Wichtig war dem PCK-Chef, zu betonen, dass Wasserstoff allein noch keine Lösung sei. Um zu grünem Kohlenwasserstoff zu kommen, habe Schwedt ebenfalls gute Voraussetzungen, zum Beispiel mit Verbio und Leipa. Die geplante 50 Megawatt Anlage zur Produktion von grünem Wasserstoff will PCK im Sommer 2024 beantragen. Er bezifferte die Investitionskosten auf circa 150 Mio. Euro. Der Elektrolyseur soll in einer zweiten Ausbaustufe bis 100 Megawatt erweitert werden. So eine große Anlage, sagte Schairer, gibt es bisher nicht in Deutschland. Die Vision für eine grüne PCK im Jahr 2045, die Schairer dann nicht mehr als Raffinerie, sondern als Verbundkraftwerk bezeichnet, sieht schließlich den Ausbau der Wasserstoff-Produktion auf 5000 Megawatt vor und die Herstellung von 3 Mio. Tonnen grünen Produkten wie zum Beispiel CO2-neutrales Kerosin.

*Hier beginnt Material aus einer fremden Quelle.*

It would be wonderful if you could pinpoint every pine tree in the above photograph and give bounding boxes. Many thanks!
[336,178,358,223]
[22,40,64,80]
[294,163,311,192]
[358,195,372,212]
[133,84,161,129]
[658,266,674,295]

Die Anwesenden erhielten auch interessante Einblicke in interne Abläufe der PCK. So stellte Schairer die enorme Herausforderung für die Mitarbeitenden im Vertrieb und in der Messwarte dar, die bisher Öl aus Russland über eine einzige Pipeline mit ständig gleicher Liefermenge und Qualität erhielten und nun 25 Rohöle unterschiedlichster Qualitäten und Mengen aus drei Quellen verarbeiten müssen.
Interessant war auch, dass PCK-Produkte mehr denn je gefragt sind. Ralf Schairer informierte, dass PCK eine deutschlandweite Versorgungsrelevanz habe, nicht nur im Nordosten. Man versorge über die Schiene zurzeit auch Süddeutschland. Dort gebe es in mehreren Raffinerien Stillstände und auch die Schifffahrt auf dem Rhein war zeitweise wegen Hochwasser eingestellt.
Wie die Stadt die Raffinerie auf dem Weg zur Transformation wirksam unterstützen könnte, war eine der Fragen aus dem Ausschuss an den Geschäftsführer. Ralf Schairer antwortete, dass der zweite Gleisanschluss für PCK strategisch wichtig sei und dass das Lehrtechnikum des geplanten Innovation Campus sinnvoll wäre. Dafür müsse das EU-Förderprogramm JTF (Just Transition Fond) in die Gänge kommen. Die Nachfrage, ob sich PCK seitens der Politik im Stich gelassen fühle, verneinte Schairer. Er nehme in den Taskforce-Sitzungen eine deutliche Unterstützung durch den Ministerpräsidenten und die Landesregierung wahr.